This is Scraps, a monthly (ish, sorry!!) subscriber essay series.
The seeds were expensive, Italian, a variety of vegetable not usually available in supermarkets, and expensive where they are for sale. I don’t even like courgettes that much, I thought when I bought them, but they are reported to be easy to grow to the point of being uncontrollably productive plants. Everything I read about vegetable growing, online and in the books I bought enthusiastically as soon as we moved into the flat, suggested ways to process or manage your glut. As a baby novice gardener, what I wanted was easy wins. High reward to effort ratio.
A former downstairs neighbour, with sole use of the entire huge garden which had originally belonged to the whole house, once left a bag of unruly, overgrown courgettes – seemingly on the verge of becoming marrows – in a carrier bag outside our front door, unable to cope with the volume of the crop themselves. I was already at the limit of my short repertoire of reliable courgette recipes, having had several weeks of seasonal veg boxes full of them, and we were just about to go on holiday. After panic grating two of them and making fritters for the freezer, I ended up shamefacedly putting the last one, already soft, into the food waste bin for collection.
I planted eight seeds and six of them germinated. I was fascinated to see the leaf erupt from the seed itself, its shell clinging to one or two of my seedlings. The repotting stage, after a huge wave of enthusiasm for poking seeds into the lime green plastic capsule trays I bought at Poundstretcher, flummoxed me slightly. Did you need to repot them multiple times as they grew, or could they go straight into their final container? How many leaves should they have before they were ready to be transplanted? At what point should I perform the mythical “thinning out”, choose the healthiest looking sprouts in the capsule trays and abandon the rest, or repot everything and deal with it later? I never seemed to have enough compost, or pots, or stones, or time for potting, and so in the end the decision was made for me.

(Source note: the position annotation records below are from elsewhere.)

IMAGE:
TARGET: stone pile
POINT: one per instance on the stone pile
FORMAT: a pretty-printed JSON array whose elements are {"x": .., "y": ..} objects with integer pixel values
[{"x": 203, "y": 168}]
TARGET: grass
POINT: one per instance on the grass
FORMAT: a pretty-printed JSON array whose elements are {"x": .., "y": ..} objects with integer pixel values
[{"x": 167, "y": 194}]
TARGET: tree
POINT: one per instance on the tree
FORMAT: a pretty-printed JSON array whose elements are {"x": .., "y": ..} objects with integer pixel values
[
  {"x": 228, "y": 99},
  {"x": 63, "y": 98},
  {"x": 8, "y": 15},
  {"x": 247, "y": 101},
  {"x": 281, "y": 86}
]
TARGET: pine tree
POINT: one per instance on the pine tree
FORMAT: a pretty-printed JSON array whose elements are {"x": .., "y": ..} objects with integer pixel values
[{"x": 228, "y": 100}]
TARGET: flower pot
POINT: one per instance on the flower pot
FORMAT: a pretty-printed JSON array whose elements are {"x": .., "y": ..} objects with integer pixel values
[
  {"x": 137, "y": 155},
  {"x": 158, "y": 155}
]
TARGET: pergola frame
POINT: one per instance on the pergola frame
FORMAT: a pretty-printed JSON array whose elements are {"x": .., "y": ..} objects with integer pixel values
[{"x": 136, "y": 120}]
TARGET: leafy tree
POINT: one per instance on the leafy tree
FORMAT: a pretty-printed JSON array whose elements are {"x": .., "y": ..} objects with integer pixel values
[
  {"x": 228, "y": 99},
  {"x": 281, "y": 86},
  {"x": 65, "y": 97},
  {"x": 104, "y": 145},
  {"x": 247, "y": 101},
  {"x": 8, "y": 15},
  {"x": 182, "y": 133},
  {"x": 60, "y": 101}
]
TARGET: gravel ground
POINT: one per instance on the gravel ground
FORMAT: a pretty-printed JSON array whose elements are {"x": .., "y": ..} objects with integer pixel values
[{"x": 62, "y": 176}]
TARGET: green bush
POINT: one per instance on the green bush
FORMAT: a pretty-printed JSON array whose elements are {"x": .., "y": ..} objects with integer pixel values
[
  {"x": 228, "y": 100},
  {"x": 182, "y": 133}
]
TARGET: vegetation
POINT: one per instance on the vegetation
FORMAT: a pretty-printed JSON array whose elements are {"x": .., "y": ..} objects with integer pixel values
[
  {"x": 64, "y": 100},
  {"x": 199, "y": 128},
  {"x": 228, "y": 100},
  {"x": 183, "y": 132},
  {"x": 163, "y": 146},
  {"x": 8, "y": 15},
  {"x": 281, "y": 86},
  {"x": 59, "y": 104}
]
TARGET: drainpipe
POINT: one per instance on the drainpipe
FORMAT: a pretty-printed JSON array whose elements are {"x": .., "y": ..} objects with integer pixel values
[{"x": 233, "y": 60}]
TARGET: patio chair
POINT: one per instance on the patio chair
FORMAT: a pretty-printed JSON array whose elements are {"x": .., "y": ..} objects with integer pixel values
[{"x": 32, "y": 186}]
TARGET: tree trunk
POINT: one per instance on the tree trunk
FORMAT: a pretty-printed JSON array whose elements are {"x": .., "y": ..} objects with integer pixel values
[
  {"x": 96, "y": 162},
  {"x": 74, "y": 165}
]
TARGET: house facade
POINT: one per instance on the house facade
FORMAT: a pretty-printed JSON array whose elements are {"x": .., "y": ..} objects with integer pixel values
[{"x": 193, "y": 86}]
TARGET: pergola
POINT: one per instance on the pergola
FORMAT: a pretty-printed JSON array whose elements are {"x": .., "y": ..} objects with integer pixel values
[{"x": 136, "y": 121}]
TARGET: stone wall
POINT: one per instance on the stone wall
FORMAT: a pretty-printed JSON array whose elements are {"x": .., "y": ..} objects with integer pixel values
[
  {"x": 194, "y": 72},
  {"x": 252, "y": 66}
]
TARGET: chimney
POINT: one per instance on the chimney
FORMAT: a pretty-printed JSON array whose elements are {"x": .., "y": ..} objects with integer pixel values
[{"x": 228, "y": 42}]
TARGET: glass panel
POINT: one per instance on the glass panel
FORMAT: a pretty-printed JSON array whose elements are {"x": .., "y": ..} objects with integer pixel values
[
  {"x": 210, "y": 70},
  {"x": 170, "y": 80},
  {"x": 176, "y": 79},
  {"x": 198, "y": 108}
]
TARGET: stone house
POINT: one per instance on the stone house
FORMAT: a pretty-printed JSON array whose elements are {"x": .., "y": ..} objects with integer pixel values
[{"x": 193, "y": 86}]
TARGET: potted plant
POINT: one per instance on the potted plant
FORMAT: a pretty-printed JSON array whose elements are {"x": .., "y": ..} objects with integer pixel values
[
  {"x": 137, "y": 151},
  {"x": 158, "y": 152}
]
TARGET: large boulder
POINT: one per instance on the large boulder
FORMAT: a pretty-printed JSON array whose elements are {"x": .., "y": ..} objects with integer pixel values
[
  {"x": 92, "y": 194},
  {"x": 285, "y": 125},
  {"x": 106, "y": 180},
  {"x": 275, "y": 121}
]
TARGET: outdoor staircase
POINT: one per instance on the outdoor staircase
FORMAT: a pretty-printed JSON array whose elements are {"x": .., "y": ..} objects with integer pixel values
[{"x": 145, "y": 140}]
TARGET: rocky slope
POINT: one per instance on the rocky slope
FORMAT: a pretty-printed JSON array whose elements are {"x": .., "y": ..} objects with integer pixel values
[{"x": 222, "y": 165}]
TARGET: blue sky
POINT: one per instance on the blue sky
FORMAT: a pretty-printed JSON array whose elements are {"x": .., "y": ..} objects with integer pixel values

Two courgette seedlings were carefully nestled into my Aldi raised wooden planter, one in a grow bag, and the rest dried out and shrivelled in their tray before I figured out what to do with them. It quickly became clear that I had overcrowded the grow bag, and that seedling soon perished. Of the ones in the planter, one immediately dominated the other, shading its leaves and stem with its own and preventing further growth. I quickly regretted planting it here, because its enormous leaves (equivalent wingspan to an adult seagull) dwarfed the plants next to it. I tried to tend to the basil and chillies I had planted between the courgette at one end and the tomatoes at the other, staking them out and turning the whole bed round so that the other plants could get more light, but it felt like a losing battle, the courgette a cuckoo in the nest.